This week is Mental Health Week, and a good time to think about how we look after ourselves and each other.
A wide-ranging scientific study this year found that people living away from their home country are 2.5 times more likely to experience depression. In fact, 56 percent of expats in the study reported having experienced anxiety or depression; more than half. Culture shock, a change in lifestyle, and being cut off from usual support networks are all factors which put expats at greater risk. For some the challenges of a new job can become overwhelming; for “trailing spouses”, inability to find work or a purpose can become the problem.
Because the symptoms are not visible, it’s easy to slip into thinking that mental health problems are not “real” or “serious”. However mental health problems like stress have been shown to have a negative effect on physical health, and feeling low can lead people into potentially damaging behaviors, like excessive alcohol consumption, overeating, or even self-harm.

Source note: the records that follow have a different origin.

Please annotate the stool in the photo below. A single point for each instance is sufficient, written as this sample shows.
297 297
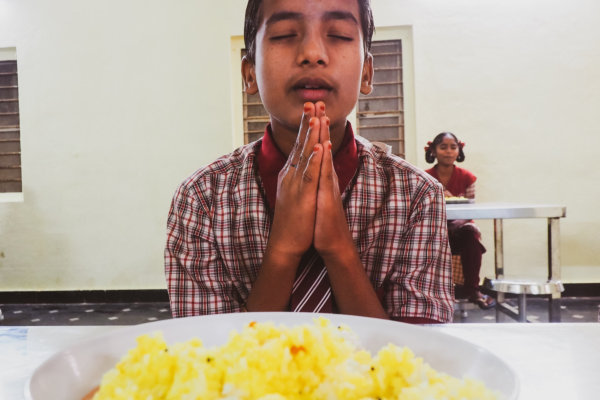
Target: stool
522 287
462 306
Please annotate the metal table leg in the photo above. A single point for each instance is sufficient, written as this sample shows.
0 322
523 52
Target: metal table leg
554 267
498 263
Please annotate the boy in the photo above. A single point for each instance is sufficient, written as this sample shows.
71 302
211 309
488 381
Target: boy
309 218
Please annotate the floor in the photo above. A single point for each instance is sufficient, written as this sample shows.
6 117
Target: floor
573 309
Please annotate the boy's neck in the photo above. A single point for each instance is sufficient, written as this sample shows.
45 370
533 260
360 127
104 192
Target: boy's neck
285 137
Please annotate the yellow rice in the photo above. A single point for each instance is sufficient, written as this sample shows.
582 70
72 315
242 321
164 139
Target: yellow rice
269 362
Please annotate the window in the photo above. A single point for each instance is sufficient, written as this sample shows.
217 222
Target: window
381 114
255 115
10 146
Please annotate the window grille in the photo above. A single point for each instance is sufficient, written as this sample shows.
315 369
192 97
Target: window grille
10 140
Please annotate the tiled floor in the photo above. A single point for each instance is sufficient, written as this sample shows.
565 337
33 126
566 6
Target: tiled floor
573 309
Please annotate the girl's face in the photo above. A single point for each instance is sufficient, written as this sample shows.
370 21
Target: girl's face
447 151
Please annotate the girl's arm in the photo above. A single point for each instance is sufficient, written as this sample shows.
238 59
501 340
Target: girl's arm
470 191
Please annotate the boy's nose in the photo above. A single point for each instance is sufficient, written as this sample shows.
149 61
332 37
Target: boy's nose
312 50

We’ve written before about the importance of how we talk to people experiencing mental health problems. Trying to reason someone out of depression, or to point out to them all the reasons they should feel good, is counterproductive. By definition depression is irrational, and making people feel guilty because they don’t feel like they’re supposed to, is not helpful. If you know someone who is feeling low this winter, start by acknowledging their feelings, not challenging them. The Depression Alliance recommends supportive statements like “We’ll get through this together.”
Although finding the right thing to say can be difficult, talking about mental health is important to remove the stigmas surrounding the subject. Depression is an illness like any other, and is not the fault of the person going through it. The festive season can be a particularly challenging time, so let’s break the silence and reach out to those who need a friend.